Weathering behavior of kaolinite was studied in batch systems under geochemical conditions characteristic of tank waste released to the vadose zone at the Hanford Site, WA (0.05 M Al-T, 2 M Na+, 1 M NO3-, pH similar to14, Cs+ and Sr2+ present as co-contaminants). Time series experiments were conducted from 0 to 369 d, with initial Cs+ and Sr2+ concentrations ranging from 10(-5) to 10(-3) M. Dissolution of kaolinite increased soluble Si and Al to maximum levels at 7 d (Cs and Sr concentrations of 10(-5) and 10(-4) M) or 33 d (Cs and Sr concentrations of 10(-3) M). Subsequent precipitation of Si and Al was coupled to the formation of oxalate-extractable solids that incorporated Cs and Sr.
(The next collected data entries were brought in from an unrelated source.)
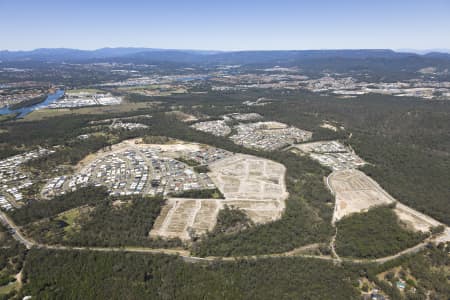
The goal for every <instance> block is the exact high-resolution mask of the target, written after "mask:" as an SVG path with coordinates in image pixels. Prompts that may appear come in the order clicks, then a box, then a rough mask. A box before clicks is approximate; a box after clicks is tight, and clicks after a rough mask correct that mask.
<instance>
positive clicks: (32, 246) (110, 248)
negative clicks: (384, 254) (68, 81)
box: [0, 212, 450, 264]
mask: <svg viewBox="0 0 450 300" xmlns="http://www.w3.org/2000/svg"><path fill="white" fill-rule="evenodd" d="M0 222H1V223H2V224H4V225H5V226H6V227H7V228H8V229H9V230H10V232H11V233H12V235H13V237H14V239H16V240H17V241H18V242H20V243H22V244H23V245H24V246H25V247H26V248H27V249H30V248H32V247H36V248H41V249H51V250H61V251H64V250H66V251H73V250H76V251H98V252H134V253H149V254H166V255H177V256H180V257H181V258H182V259H183V260H184V261H186V262H191V263H196V262H213V261H216V260H223V261H234V260H237V259H264V258H282V257H303V258H314V259H321V260H328V261H333V262H335V263H341V262H343V261H344V262H351V263H380V264H381V263H385V262H388V261H390V260H393V259H396V258H398V257H400V256H403V255H408V254H413V253H417V252H419V251H420V250H422V249H424V248H425V247H426V246H427V244H428V243H429V242H439V241H441V240H440V238H442V236H443V235H444V236H445V237H448V236H450V231H448V230H447V231H446V232H444V233H443V234H442V235H440V236H439V237H437V238H435V239H433V238H429V239H426V240H425V241H423V242H422V243H420V244H418V245H416V246H414V247H412V248H409V249H406V250H404V251H402V252H399V253H397V254H394V255H391V256H387V257H382V258H377V259H354V258H342V257H337V258H334V257H331V256H320V255H310V254H302V253H298V252H300V251H301V250H307V249H311V248H315V247H317V246H318V244H311V245H306V246H303V247H300V248H298V249H295V250H292V251H289V252H284V253H272V254H265V255H252V256H234V257H222V256H209V257H197V256H192V255H191V254H190V252H189V251H188V250H183V249H154V248H139V247H67V246H58V245H45V244H39V243H37V242H35V241H33V240H31V239H29V238H27V237H25V236H24V235H23V234H22V233H21V232H20V228H19V227H18V226H17V225H16V224H15V223H14V222H13V221H12V220H11V219H10V218H9V217H8V216H7V215H6V214H5V213H3V212H0Z"/></svg>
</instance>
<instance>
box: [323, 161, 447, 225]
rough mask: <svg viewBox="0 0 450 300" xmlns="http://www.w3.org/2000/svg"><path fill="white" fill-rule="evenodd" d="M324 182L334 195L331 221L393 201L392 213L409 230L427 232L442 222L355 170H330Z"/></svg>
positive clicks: (341, 218)
mask: <svg viewBox="0 0 450 300" xmlns="http://www.w3.org/2000/svg"><path fill="white" fill-rule="evenodd" d="M327 184H328V187H329V188H330V189H331V191H332V192H333V193H334V194H335V197H336V205H335V210H334V215H333V223H334V222H337V221H339V220H340V219H342V218H343V217H345V216H347V215H350V214H352V213H359V212H363V211H367V210H368V209H369V208H371V207H373V206H378V205H387V204H391V203H396V206H395V209H394V211H395V213H396V214H397V216H398V217H399V219H400V220H401V221H402V222H403V223H404V224H405V225H407V226H408V227H409V228H410V229H412V230H416V231H422V232H427V231H429V230H430V228H431V227H435V226H439V225H442V224H441V223H439V222H438V221H436V220H434V219H433V218H431V217H429V216H427V215H424V214H423V213H421V212H418V211H416V210H414V209H412V208H410V207H408V206H406V205H404V204H402V203H399V202H397V201H396V199H394V198H393V197H392V196H391V195H389V194H388V193H387V192H386V191H385V190H383V188H381V187H380V186H379V185H378V183H377V182H375V181H374V180H373V179H372V178H370V177H369V176H367V175H366V174H364V173H363V172H361V171H359V170H355V169H350V170H341V171H334V172H333V173H331V174H330V176H328V178H327Z"/></svg>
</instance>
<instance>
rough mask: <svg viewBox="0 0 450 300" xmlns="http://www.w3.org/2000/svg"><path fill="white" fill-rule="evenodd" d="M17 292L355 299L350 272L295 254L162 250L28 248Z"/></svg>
mask: <svg viewBox="0 0 450 300" xmlns="http://www.w3.org/2000/svg"><path fill="white" fill-rule="evenodd" d="M24 279H25V281H26V284H25V286H24V288H23V290H22V292H21V295H33V296H34V297H37V298H38V299H276V298H288V299H343V300H344V299H345V300H349V299H359V296H358V292H357V291H356V289H355V288H354V287H353V284H354V282H355V281H356V278H355V276H354V274H352V273H350V272H348V271H346V270H345V269H344V268H342V267H339V266H335V265H333V264H332V263H329V262H324V261H318V260H308V259H300V258H286V259H265V260H260V261H257V262H256V261H252V260H249V261H244V260H243V261H236V262H228V263H227V262H220V261H217V262H215V263H213V264H210V265H202V264H189V263H184V262H183V261H182V260H181V259H180V258H177V257H169V256H161V255H142V254H132V253H112V252H111V253H99V252H75V251H74V252H69V251H67V252H64V251H60V252H55V251H46V250H31V251H30V253H29V254H28V258H27V264H26V265H25V270H24Z"/></svg>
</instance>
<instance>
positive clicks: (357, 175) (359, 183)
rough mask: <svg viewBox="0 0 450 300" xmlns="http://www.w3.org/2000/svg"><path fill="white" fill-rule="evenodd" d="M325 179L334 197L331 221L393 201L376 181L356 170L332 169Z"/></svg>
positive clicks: (388, 194) (389, 202) (387, 203)
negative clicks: (325, 179)
mask: <svg viewBox="0 0 450 300" xmlns="http://www.w3.org/2000/svg"><path fill="white" fill-rule="evenodd" d="M327 181H328V185H329V188H330V189H331V191H332V192H333V193H334V194H335V197H336V206H335V209H334V214H333V222H336V221H339V220H340V219H341V218H342V217H344V216H347V215H350V214H352V213H357V212H362V211H365V210H368V209H369V208H370V207H372V206H376V205H386V204H390V203H394V202H395V199H394V198H392V197H391V196H390V195H389V194H388V193H386V192H385V191H384V190H383V189H382V188H381V187H380V186H379V185H378V184H377V183H375V182H374V181H373V180H372V179H371V178H369V177H368V176H367V175H366V174H364V173H363V172H361V171H358V170H354V169H349V170H341V171H334V172H333V173H331V174H330V176H329V177H328V178H327Z"/></svg>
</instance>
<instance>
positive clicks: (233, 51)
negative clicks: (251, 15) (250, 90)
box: [0, 48, 450, 64]
mask: <svg viewBox="0 0 450 300" xmlns="http://www.w3.org/2000/svg"><path fill="white" fill-rule="evenodd" d="M413 51H414V50H410V51H409V52H396V51H393V50H387V49H368V50H279V51H278V50H275V51H202V50H174V49H156V48H102V49H97V50H78V49H67V48H41V49H36V50H31V51H8V50H3V51H0V60H2V61H24V60H35V61H55V62H62V61H86V60H99V61H100V60H107V59H118V60H148V61H171V62H196V63H198V62H217V63H244V64H251V63H264V62H276V61H280V62H287V61H290V62H292V61H302V60H317V59H319V60H320V59H332V58H337V59H360V60H361V59H399V58H408V57H410V58H411V57H423V58H435V57H439V58H450V53H447V52H443V51H442V52H437V51H433V52H428V51H424V53H417V51H416V53H414V52H413ZM449 52H450V51H449Z"/></svg>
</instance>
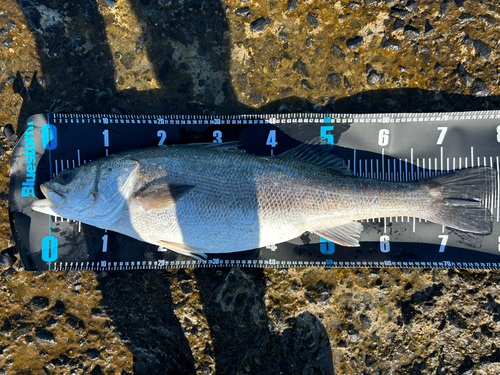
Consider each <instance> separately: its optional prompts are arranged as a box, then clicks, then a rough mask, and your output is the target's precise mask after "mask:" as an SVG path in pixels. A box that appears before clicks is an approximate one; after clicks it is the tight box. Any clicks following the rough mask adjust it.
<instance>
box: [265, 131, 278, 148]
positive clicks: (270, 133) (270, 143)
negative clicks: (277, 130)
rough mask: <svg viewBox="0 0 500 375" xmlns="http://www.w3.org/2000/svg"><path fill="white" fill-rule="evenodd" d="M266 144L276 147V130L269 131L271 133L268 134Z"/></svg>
mask: <svg viewBox="0 0 500 375" xmlns="http://www.w3.org/2000/svg"><path fill="white" fill-rule="evenodd" d="M266 145H268V146H271V147H276V146H277V145H278V142H276V130H271V131H270V132H269V135H268V136H267V142H266Z"/></svg>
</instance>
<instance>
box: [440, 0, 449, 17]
mask: <svg viewBox="0 0 500 375" xmlns="http://www.w3.org/2000/svg"><path fill="white" fill-rule="evenodd" d="M450 5H451V1H450V0H443V1H441V4H440V5H439V13H441V15H442V16H444V15H446V14H447V13H448V12H449V11H450Z"/></svg>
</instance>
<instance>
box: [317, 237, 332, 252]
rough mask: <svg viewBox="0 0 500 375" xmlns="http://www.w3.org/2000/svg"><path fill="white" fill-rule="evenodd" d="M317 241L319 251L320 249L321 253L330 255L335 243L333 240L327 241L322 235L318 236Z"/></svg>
mask: <svg viewBox="0 0 500 375" xmlns="http://www.w3.org/2000/svg"><path fill="white" fill-rule="evenodd" d="M319 241H320V243H319V251H321V254H325V255H332V254H333V253H334V252H335V244H334V243H333V242H331V241H328V240H326V239H324V238H323V237H320V238H319Z"/></svg>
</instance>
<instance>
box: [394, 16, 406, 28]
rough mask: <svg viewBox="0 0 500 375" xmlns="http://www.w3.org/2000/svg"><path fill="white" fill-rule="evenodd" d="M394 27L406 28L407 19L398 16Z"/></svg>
mask: <svg viewBox="0 0 500 375" xmlns="http://www.w3.org/2000/svg"><path fill="white" fill-rule="evenodd" d="M393 27H394V30H399V29H402V28H404V27H405V21H403V20H400V19H399V18H398V19H397V20H396V21H394V25H393Z"/></svg>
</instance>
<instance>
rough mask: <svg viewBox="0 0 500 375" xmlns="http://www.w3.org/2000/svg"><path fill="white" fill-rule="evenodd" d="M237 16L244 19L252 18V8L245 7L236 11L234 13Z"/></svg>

Strontium sorption was nearly complete within 24 h for initial Sr concentrations (Sr-0) less than or equal to 10(-4) whereas Cs uptake increased over the full year of the experiment for all initial Cs concentrations. Spectroscopic analyses revealed neoformed solids including the zeolite Na-Al silicate (Al-chabazite), and feldspathoids sodium aluminum nitrate silicate (NO3-sodalite), and sodium aluminum nitrate silicate hydrate (NO3-cancrinite), which can incorporate Cs. Single-pulse Al-27 solid-state nuclear magnetic resonance (NMR) spectroscopy yielded first-order rate constants (k) for mineral transformation that decreased from 3.5 x 10(-3) to 2 x 10(-3) d(-1) as Cs and Sr concentrations were increased from 10(-5) to 10(-3) M. Discrete strontium silicate solids were also observed. The incongruent dissolution of kaolinite promoted the sequestration of contaminants into increasingly recalcitrant solid phases over the 1-yr time period.